Automated Trucks May Change How BFI Picks Up Trash

The garbage man's practice of running alongside a BFI truck -- or hitching a ride on the back of it -- may get thrown out with the rest of the trash. "That will work," trash collector Willie Carroll said, "because it's hot out here. Yes sir, that will work."

BFI recently tested an automated garbage collection system at 600 Harrison County homes. A machine, rather than a person, emptied household garbage cans. "If it does any better than this," trash collector Dennis Battle said while on his route, "go for it."

The system got high marks from customers and the company. According to BFI General Manager Nick Ladner, "It's just an overall sound thing to do for the cities and the county."

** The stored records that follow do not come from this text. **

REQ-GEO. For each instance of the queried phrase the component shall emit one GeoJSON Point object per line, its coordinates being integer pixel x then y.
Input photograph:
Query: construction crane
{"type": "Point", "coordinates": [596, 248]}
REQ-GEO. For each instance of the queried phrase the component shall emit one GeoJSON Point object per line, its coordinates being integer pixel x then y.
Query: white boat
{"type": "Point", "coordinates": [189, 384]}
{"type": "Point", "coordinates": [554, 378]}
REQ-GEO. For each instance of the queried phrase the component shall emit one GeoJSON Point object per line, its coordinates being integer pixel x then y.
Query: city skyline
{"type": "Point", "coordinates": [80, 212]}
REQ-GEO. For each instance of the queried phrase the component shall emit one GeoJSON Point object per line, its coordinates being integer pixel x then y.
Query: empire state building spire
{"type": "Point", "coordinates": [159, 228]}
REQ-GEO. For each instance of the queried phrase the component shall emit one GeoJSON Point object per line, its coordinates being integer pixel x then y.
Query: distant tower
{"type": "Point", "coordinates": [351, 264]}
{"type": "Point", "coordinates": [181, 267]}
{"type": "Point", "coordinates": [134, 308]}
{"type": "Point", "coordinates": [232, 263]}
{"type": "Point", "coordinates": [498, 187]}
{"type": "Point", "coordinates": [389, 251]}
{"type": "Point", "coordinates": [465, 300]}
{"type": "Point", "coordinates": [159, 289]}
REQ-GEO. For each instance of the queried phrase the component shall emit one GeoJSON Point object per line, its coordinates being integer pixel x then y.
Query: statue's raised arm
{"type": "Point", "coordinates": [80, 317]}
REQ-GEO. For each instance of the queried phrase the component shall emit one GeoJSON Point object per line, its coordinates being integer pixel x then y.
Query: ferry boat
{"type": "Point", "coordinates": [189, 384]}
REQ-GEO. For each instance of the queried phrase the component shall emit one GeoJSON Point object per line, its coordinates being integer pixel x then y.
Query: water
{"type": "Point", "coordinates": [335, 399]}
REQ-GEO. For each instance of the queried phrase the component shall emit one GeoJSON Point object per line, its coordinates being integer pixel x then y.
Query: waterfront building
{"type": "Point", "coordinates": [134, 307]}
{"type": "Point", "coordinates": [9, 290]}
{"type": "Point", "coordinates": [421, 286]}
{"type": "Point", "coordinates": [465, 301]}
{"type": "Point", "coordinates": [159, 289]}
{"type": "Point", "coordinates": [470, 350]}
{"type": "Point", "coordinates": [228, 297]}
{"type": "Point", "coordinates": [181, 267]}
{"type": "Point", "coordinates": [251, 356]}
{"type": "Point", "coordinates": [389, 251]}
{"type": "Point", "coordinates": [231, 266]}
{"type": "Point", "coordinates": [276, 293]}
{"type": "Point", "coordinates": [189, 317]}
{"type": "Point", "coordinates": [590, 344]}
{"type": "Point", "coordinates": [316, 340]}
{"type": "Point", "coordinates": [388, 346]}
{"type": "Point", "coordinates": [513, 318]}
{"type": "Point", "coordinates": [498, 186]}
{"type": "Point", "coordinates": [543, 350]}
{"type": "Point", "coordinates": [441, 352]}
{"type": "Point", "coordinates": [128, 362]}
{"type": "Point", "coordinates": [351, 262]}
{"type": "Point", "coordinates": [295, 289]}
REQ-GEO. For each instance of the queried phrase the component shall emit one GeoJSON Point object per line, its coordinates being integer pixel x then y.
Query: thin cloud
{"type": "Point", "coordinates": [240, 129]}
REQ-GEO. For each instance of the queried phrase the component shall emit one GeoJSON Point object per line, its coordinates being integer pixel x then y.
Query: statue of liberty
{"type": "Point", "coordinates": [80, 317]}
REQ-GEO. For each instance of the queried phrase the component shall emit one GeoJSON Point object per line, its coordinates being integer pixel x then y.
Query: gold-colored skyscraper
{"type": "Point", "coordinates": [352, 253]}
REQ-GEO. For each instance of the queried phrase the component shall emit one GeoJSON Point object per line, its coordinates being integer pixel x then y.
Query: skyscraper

When Ladner showed the new household garbage cart to the Biloxi City Council, he said it won't cost residents additional money. He also said nobody would lose their jobs because of the automated trucks. "We're going to have the same number of trucks that pickup garbage pick up automated," Ladner said. "But we'll also run trash trucks, which will take the helpers that are on the back of the trucks now and put them on trash crews."

So if BFI gets permission to use the new trucks, trash collectors will be picking up limbs and debris, not smelly trash cans. "I lift weights and do pushups, so I'm not going to miss the garbage," Willie Carroll said. "I'm just going to miss the smell."

One other thing the guys won't miss is the daily run to keep up with the garbage truck that runs through your neighborhood.

If BFI implements the automated system, it will give every homeowner one garbage cart. If you need a second cart, you'll pay $5.23 a month.